Bien que non directement lié au laparoschisis, il est important de noter que l'utilisation d'anti-inflammatoires non stéroïdiens (AINS) et d'inhibiteurs de la synthèse des prostaglandines pendant la grossesse peut avoir des effets néfastes sur le développement embryonnaire et fœtal. Les données des études épidémiologiques semblent indiquer une augmentation du risque d’avortement spontané, de malformation cardiaque ou de laparoschisis après l’utilisation d’inhibiteurs de la synthèse des prostaglandines en début de grossesse. Le risque absolu de malformation cardiovasculaire augmente de moins de 1 % à environ 1,5 %. Les études chez l’animal ont montré que l’administration d’un inhibiteur de la synthèse des prostaglandines entraînait une augmentation des pertes pré- et post-implantation et une mortalité embryofœtale. Une élévation de l’incidence de diverses malformations, y compris cardiovasculaires, a également été signalée chez des animaux ayant reçu un inhibiteur de la synthèse des prostaglandines pendant la période d’organogenèse. À partir de la 20ème semaine d’aménorrhée, l’utilisation d’acéclofénac peut provoquer un oligoamnios résultant d’une dysfonction rénale foetale. Cet effet peut survenir peu de temps après le début du traitement et est généralement réversible à l’arrêt de celui-ci. En outre, des cas de constriction du canal artériel ont été signalés à la suite d'un traitement au cours du deuxième trimestre, dont la plupart se sont résorbés après l'arrêt du traitement.

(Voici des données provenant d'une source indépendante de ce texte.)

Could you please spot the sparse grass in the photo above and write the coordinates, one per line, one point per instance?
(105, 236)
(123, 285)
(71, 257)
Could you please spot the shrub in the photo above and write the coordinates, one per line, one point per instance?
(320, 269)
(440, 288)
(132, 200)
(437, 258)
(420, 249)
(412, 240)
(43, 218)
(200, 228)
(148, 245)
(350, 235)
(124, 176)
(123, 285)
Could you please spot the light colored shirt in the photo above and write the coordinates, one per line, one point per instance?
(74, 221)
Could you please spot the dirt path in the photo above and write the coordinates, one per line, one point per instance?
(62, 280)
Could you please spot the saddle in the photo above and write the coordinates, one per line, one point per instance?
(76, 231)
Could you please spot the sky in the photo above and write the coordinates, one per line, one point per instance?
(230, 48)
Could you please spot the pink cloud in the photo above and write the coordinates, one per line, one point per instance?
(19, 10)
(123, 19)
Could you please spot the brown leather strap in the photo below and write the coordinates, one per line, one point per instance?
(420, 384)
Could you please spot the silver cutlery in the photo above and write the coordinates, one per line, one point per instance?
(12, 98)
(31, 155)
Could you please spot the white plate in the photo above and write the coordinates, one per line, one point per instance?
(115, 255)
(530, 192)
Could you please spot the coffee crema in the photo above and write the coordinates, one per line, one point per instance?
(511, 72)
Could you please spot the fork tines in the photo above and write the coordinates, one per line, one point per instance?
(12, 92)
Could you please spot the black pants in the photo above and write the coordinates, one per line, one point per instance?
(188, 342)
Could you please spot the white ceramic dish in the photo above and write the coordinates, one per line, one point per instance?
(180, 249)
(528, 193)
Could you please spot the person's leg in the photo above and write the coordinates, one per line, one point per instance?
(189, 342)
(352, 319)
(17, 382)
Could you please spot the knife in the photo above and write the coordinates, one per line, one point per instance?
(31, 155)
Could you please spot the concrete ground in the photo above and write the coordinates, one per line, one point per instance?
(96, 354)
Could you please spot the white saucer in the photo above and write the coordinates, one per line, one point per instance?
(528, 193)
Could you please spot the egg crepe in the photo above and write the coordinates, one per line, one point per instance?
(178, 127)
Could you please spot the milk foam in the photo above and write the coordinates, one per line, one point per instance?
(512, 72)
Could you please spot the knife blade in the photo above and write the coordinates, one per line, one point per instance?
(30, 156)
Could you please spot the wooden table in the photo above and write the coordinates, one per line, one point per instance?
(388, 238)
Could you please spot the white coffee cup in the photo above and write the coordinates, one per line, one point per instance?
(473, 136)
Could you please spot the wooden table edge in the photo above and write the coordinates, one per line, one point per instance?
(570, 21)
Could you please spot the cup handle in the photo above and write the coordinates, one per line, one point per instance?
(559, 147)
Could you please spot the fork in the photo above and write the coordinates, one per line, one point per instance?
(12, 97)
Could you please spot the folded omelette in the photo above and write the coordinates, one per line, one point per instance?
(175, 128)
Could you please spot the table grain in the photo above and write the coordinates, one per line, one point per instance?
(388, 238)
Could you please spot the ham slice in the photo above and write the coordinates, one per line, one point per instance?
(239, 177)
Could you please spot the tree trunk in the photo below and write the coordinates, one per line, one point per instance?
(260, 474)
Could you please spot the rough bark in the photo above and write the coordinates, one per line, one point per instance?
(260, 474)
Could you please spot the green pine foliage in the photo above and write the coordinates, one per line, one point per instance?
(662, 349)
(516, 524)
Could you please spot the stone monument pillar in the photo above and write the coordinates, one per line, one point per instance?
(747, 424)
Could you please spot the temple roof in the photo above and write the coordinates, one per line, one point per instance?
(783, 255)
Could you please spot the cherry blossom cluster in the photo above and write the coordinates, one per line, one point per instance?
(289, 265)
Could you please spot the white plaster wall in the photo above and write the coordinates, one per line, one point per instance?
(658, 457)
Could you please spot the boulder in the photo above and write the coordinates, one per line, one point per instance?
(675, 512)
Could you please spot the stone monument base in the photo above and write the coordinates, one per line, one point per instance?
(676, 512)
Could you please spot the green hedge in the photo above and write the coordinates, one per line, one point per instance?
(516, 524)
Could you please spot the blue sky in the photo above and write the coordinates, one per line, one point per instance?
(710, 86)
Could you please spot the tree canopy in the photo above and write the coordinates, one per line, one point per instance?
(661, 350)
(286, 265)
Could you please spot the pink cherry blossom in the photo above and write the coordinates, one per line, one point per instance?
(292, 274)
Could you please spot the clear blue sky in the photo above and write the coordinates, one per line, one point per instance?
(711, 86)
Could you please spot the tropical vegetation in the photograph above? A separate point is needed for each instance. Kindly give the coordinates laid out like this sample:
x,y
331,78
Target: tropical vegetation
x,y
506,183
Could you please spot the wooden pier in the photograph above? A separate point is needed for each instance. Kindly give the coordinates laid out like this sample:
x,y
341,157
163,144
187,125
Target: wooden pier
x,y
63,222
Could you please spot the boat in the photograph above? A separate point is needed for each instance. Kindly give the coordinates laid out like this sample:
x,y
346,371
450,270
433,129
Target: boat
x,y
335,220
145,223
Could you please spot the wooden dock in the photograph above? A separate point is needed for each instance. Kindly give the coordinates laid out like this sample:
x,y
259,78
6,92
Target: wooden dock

Prise en charge chirurgicale et pronostic

La prise en charge du laparoschisis est chirurgicale et l'intervention a pour but la fermeture pariétale et la réintégration des viscères herniés dans l'abdomen. Le pronostic dépend de la taille de la malformation. En cas d'omphalocèles de petite taille, il est très bon. Les omphalocèles géantes présentent en revanche un risque d'hypoplasie pulmonaire. Les améliorations récentes des techniques de réanimation et de chirurgie (par prothèses abdominales) ont permis au cours des trois dernières décennies d'améliorer le pronostic des omphalocèles géantes, qui présentent un certain degré d'hypoplasie pulmonaire.

Amélioration du pronostic

Les améliorations récentes des techniques de réanimation et de chirurgie (par prothèses abdominales) ont permis au cours des trois dernières décennies d'améliorer le pronostic des omphalocèles géantes, qui présentent un certain degré d'hypoplasie pulmonaire.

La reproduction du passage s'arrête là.